This is data from the transition of the DATATRIEVE product from version 6.0 to version 6.1 (carried out at Digital Engineering Italy).


Change Log

When What
January 15, 2005 Donated by Guenther Ruhe

Past usage

A hybrid approach to analyze empirical software engineering data and its application to predict module fault-proneness in maintenance; Source Journal of Systems and Software archive; Volume 53, Issue 3. (September 2000); Pages: 225 - 237; Year of Publication: 2000; ISSN:0164-1212; Authors: Sandro Morasca Gunther Ruhe

Relevant information

The DATATRIEVE product was undergoing both adaptive (DATATRIEVE was being transferred from platform OpenVMS/VAX to platform OpenVMS/Alpha) and corrective maintenance (failures reported from customers were being fixed) at the Gallarate (Italy) site of Digital Engineering.

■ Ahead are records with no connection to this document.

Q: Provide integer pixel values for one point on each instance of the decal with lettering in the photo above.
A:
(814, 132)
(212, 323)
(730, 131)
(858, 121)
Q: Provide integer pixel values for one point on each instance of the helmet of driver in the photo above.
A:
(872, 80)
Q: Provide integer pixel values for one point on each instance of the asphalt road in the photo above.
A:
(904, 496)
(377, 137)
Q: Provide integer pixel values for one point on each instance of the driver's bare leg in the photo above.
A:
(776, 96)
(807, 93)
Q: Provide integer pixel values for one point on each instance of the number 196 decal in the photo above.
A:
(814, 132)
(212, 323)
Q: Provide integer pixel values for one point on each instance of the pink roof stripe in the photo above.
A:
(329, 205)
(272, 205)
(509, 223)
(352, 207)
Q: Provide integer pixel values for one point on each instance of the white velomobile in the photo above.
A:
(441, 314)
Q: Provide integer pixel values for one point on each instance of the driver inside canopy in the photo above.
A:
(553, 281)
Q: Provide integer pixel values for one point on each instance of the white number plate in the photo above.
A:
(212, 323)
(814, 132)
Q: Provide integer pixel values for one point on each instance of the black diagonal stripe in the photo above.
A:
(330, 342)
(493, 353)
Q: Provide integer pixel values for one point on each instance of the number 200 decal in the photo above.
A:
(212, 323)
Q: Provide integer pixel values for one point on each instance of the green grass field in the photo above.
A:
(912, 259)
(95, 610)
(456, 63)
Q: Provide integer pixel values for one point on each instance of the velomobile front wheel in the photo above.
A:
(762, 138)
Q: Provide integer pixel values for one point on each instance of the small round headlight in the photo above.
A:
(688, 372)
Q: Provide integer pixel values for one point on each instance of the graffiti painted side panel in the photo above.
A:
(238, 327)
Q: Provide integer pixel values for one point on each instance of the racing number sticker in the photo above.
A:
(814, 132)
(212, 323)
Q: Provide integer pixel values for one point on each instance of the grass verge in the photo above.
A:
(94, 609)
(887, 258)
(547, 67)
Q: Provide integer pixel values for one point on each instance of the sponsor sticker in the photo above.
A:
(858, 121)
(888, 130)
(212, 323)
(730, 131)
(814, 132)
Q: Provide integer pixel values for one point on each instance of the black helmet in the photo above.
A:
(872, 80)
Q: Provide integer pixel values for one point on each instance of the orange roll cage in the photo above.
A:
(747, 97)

The DATATRIEVE product was originally developed in the BLISS language. BLISS is an expression language. It is block-structured, with exception handling facilities, coroutines, and a macro system. It was one of the first non-assembly languages for operating system implementation.. Some parts were later added or rewritten in the C language. Therefore, the overall structure of DATATRIEVE is composed of C functions and BLISS subroutines.

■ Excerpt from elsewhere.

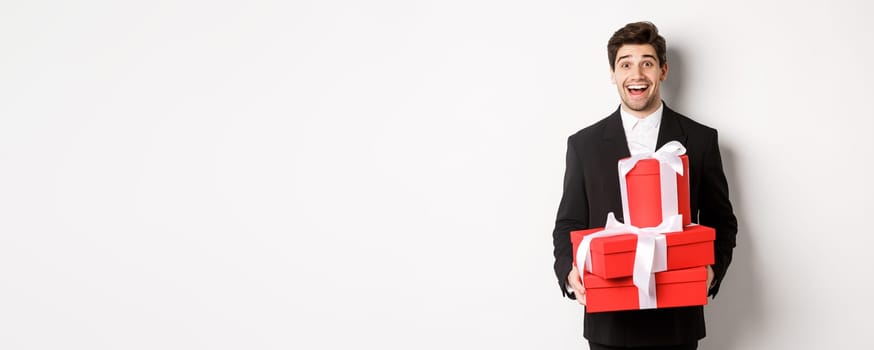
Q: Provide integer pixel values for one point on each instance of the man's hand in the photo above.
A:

The empirical study of this data set reports only the BLISS part, by far the bigger one. In what follows, we will use the term “module” to refer to a BLISS module, i.e., a set of declarations and subroutines usually belonging to one file. More than 100 BLISS modules have been studied. It was important to the DATATRIEVE team to better understand how the characteristics of the modules and transition process were correlated with the code quality.

The objective of the data analysis was to study whether it was possible to classify modules as non-faulty or faulty, based on a set of measures collected on the project.


Number of records: 130

Number of attributes: 9

  • 8 condition attributes
  • 1 decision attribute

Attribute Information:

1 LOC6_0: number of lines of code of module m in version 6.0. 1 LOC6_1: number of lines of code of module m in version 6.1. 1 AddedLOC: number of lines of code that were added to module m in version 6.1, i.e., they were not present in module m in version 6.0. 1 DeletedLOC: number of lines of code that were deleted from module m in version 6.0, i.e., they were no longer present in module m in version 6.1. 1 Different Blocks: number of different blocks module m in between versions 6.0 and 6.1. 1 Modification Rate: rate of modification of module m, i.e., (AddedLOC + DeletedLOC) / (LOC6.0 + AddedLOC). 1 Module Knowledge: subjective variable that expresses the project team’s knowledge on module m (low or high) 1 ReusedLOC: number of lines of code of module m in version 6.0 reused in module m in version 6.1. 1 Faulty6_1: its value is 0 for all those modules in which no faults were found; its value is 1 for all other modules.

Missing attributes: none

Class Distribution:

  • 0: 119 = 91.54%
  • 1: 11 = 8.46%